Considering that the world has yet to get a handle on cutting emissions, focusing on moving to negative emissions—the removal of carbon dioxide from the atmosphere—might seem premature. But it is already included in many national plans. Some countries, including Britain, have made commitments to move to “net zero” emissions by 2050; this does not mean stopping all emissions for all activities, such as flying and making cement, but taking out as much greenhouse gas as you let loose.

The Intergovernmental Panel on Climate Change estimates that meeting the 1.5°C goal will mean capturing and storing hundreds of billions of tonnes of carbon dioxide by 2100, with a median estimate of 730bn tonnes—roughly 17 times this year’s carbon-dioxide emissions. In terms of designing, planning and building really large amounts of infrastructure, 2050 is not that far away. That is why methods of providing negative emissions need to be developed right now.

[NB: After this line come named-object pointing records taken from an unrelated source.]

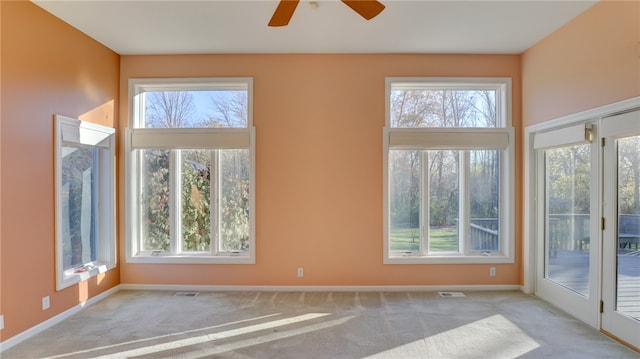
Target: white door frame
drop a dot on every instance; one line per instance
(619, 325)
(529, 228)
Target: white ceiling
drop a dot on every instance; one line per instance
(240, 26)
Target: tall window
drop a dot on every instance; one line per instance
(191, 154)
(85, 197)
(447, 144)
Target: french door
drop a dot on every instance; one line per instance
(587, 222)
(567, 220)
(621, 233)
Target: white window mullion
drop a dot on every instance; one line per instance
(425, 191)
(464, 234)
(215, 245)
(175, 205)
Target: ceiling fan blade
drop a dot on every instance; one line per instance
(366, 8)
(283, 12)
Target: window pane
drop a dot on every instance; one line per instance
(404, 200)
(196, 193)
(194, 109)
(484, 172)
(155, 197)
(567, 210)
(234, 199)
(443, 108)
(79, 200)
(444, 204)
(628, 264)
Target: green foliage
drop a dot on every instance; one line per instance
(440, 240)
(155, 201)
(196, 193)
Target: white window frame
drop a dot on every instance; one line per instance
(500, 138)
(191, 138)
(70, 131)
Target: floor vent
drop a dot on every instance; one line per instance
(451, 294)
(185, 294)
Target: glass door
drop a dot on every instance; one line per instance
(621, 234)
(567, 224)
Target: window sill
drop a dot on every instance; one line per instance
(191, 259)
(77, 275)
(494, 259)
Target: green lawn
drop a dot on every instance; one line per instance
(441, 240)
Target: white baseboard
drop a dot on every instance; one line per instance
(321, 288)
(19, 338)
(13, 341)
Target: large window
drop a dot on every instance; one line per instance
(447, 149)
(85, 197)
(191, 171)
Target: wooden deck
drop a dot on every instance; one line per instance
(570, 269)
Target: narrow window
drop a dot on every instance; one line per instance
(85, 167)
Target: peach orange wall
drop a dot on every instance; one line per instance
(592, 61)
(47, 68)
(319, 121)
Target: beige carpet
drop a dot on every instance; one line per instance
(146, 324)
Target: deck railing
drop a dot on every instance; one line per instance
(565, 231)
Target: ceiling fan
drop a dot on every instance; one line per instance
(366, 8)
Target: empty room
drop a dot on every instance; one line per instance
(319, 179)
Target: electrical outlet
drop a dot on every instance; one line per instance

That raises two problems, one technological, the other psychological. The technological one is that sucking tens of billions of tonnes of carbon dioxide out of the atmosphere every year is an enormous undertaking for which the world is not prepared. In principle it is simple to remove carbon dioxide by incorporating it in trees and plants or by capturing it from the flue gas of industrial plants and sequestering it underground. Ingenious new techniques may also be waiting to be discovered. But planting trees on a scale even remotely adequate to the task requires something close to a small continent. And developing the engineering systems to capture large amounts of carbon has been a hard slog, not so much because of scientific difficulties as the lack of incentives (see Briefing).

The psychological problem is that, even while the capacity to ensure negative emissions languishes underdeveloped, the mere idea that they will one day be possible eats away at the perceived urgency of cutting emissions today. When the 2°C limit was first proposed in the 1990s, it was plausible to imagine that it might be met by emissions cuts alone. The fact that it can still be talked about today is almost entirely thanks to how the models with which climate prognosticators work have been revised to add in the gains from negative emissions. It is a trick that comes perilously close to magical thinking.

This puts policymakers in a bind. It would be reckless not to try to develop the technology for negative emissions. But strict limits need to be kept on the tendency to demand more and more of that technology in future scenarios. As at kindergarten, some discipline is necessary.

The first discipline is to keep in mind whose mess this is. One of the easiest routes to negative emissions is to grow plants. And the world’s cheap land tends to be in poor places. Some of these places would welcome investment in reforestation and afforestation, but they would also need to be able to integrate such endeavours into development plans which reflect their people’s needs.

The second discipline is for those who talk blithely of “net zero”. When they do so, they should be bound to say what level of emissions they envisage, and thus how much negative emitting their pledge commits them to. The stricter they are about its use, the less they are in reality accommodating today’s polluters.

Government capture

The third discipline is that governments need to take steps to make negative emissions practicable at scale. In particular, research and incentives are needed to develop and deploy carbon-capture systems for industries, such as cement, that cannot help but produce carbon dioxide. A price on carbon is an essential step if such systems are to be efficient. The trouble is that a price high enough to make capture profitable at this stage in its development would be unfeasibly high. For the time being, therefore, other sticks and carrots will be needed. Governments tend to plead that radical action today is just too hard. And yet those very same governments enthusiastically turn to negative emissions as an easy way to make their climate pledges add up.